Sickle cell anemia and beta thalassemia are the most commonly inherited genetic diseases worldwide. Current treatment options, including HSC transplantation from HLA identical siblings, unrelated donors, and cord blood transplants, have been curative. However, transplants are associated with morbidity and occasional mortality. Development of autologous therapies for these diseases would avoid the problem of rejection. The PI has a solid publication record in homologous gene transfer technology (SFHR), and has assembled a team that includes a pioneer in hemoglobinopathies as well as experts in homologous recombination and RNAa techniques. This application has achievable goals, but reservations regarding the experimental plan, in particular the animal model, tempered enthusiasm. The applicant proposed adenovirus as a non-integrating tool for the generation of iPSC; however, low rates of integration can occur with these vectors, necessitating extensive testing of the resultant lines. Mutant globin genes will be corrected in the patient cell lines. The difficulty of achieving homologous recombination in human cells was a key concern, and if successful, this process might alter iPSC genetic stability and phenotype. An alternative proposed gene correction strategy, SFHR, avoids this process, and submitted preliminary data has demonstrated SFHR successfully introduced mutations in the beta globin gene of human HSC. The final phase of the study, the conversion of corrected iPSC into reconstituting hematopoietic stem cells, remains a formidable hurdle.
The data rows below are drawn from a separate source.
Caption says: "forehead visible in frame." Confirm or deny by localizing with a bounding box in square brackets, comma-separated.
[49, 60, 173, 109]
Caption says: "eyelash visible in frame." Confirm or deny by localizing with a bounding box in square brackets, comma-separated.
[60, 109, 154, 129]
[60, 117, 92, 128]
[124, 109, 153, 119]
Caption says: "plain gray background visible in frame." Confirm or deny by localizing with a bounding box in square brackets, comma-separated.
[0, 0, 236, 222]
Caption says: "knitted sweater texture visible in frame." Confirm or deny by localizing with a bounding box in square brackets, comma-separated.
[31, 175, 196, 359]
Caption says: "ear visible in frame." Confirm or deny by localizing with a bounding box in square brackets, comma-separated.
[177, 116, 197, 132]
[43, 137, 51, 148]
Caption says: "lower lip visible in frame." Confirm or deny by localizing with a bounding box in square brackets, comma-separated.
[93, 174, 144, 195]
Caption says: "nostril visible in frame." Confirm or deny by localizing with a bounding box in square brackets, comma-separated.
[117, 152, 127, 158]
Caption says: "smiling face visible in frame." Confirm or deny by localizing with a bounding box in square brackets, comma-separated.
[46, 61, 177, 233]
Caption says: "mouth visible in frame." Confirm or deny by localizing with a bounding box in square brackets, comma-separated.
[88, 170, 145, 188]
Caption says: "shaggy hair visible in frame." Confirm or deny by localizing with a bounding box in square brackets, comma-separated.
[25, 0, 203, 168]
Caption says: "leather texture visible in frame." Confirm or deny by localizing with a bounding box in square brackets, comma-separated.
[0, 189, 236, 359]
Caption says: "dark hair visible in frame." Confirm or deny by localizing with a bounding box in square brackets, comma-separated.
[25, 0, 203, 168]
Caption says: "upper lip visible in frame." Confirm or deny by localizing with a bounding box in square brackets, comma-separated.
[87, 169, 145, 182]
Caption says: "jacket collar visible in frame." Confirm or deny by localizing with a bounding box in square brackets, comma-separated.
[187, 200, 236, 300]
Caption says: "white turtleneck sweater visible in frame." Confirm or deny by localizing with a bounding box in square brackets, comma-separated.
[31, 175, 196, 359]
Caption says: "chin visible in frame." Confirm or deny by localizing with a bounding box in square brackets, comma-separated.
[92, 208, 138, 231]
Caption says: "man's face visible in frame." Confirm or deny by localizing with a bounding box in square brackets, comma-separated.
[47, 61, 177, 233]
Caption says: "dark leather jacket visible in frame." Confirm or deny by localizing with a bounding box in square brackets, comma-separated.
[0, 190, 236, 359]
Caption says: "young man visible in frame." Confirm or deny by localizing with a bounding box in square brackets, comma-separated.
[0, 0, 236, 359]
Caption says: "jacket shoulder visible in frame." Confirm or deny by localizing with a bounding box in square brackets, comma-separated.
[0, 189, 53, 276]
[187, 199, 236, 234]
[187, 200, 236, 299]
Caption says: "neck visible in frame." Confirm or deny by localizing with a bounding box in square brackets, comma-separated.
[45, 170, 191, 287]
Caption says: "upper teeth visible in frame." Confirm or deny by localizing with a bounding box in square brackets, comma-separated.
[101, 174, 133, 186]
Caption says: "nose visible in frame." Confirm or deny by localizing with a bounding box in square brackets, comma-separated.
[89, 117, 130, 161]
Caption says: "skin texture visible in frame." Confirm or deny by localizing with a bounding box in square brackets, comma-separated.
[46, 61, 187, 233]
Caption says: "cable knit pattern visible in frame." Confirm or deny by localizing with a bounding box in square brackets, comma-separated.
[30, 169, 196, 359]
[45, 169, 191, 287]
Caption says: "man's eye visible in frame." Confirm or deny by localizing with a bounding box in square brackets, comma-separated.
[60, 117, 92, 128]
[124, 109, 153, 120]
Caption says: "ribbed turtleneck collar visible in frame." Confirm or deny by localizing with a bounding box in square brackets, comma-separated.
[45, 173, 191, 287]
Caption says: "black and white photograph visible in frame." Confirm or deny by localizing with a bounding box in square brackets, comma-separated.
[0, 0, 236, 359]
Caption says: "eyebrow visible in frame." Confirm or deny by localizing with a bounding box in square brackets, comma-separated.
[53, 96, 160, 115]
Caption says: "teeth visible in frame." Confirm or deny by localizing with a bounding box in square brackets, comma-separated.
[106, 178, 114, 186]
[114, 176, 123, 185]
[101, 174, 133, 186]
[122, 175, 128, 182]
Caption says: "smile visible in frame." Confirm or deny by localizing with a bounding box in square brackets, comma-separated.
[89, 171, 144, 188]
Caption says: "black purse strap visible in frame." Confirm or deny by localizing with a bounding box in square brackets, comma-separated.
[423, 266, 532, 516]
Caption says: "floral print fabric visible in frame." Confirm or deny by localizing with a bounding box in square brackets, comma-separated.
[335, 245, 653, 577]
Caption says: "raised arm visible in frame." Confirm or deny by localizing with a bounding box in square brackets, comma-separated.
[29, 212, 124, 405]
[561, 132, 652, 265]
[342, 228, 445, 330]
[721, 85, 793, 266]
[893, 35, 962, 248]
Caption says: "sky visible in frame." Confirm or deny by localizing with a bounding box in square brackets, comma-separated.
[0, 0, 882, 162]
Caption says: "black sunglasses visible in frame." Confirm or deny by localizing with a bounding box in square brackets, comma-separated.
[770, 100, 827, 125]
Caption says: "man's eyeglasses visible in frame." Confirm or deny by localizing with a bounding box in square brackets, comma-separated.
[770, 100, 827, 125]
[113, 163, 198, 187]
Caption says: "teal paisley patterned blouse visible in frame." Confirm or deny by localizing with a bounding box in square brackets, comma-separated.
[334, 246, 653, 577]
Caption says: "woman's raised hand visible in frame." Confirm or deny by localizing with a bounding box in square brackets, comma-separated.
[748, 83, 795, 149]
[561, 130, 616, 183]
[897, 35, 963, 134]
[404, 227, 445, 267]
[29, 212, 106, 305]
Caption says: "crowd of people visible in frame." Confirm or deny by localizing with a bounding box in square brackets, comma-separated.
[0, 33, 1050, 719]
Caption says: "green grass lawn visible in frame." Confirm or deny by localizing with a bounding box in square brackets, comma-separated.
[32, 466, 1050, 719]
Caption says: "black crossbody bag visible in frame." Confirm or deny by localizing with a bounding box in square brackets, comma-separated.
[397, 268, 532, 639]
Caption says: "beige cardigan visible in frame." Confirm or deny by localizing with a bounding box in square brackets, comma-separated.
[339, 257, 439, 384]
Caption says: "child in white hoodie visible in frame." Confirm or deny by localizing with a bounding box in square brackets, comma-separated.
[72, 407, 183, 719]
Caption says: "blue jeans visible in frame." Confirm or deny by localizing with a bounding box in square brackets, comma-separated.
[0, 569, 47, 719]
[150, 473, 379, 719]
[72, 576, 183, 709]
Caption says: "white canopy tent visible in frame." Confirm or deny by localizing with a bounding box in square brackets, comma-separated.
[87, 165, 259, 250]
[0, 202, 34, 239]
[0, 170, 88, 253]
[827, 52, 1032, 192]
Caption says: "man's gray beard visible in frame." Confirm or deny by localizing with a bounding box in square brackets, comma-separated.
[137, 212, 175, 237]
The applicant is aware that introducing HoxB4 cDNA, while effective in this conversion, has been complicated by the development of HoxB4-associated leukemia; therefore a transient, endogenous HoxB4 gene activation strategy was proposed. In order for transplants to be curative, long-term reconstitution must be achieved. Transplantation into myeloablated, immunodeficient mice is the gold standard test for reconstitution. Unfortunately, the short mouse lifetime limits the demand on transplanted HSC and therefore limits the ability to predict long-term results. Reviewers felt that a more relevant clinical model may be required for clinical translation.
In summary, this is a focused application addressing an unmet medical need with a good chance of success. The group has extensive expertise and they are using the current state-of-the-art techniques. However, this approach may not be adequate to overcome some substantial technical obstacles.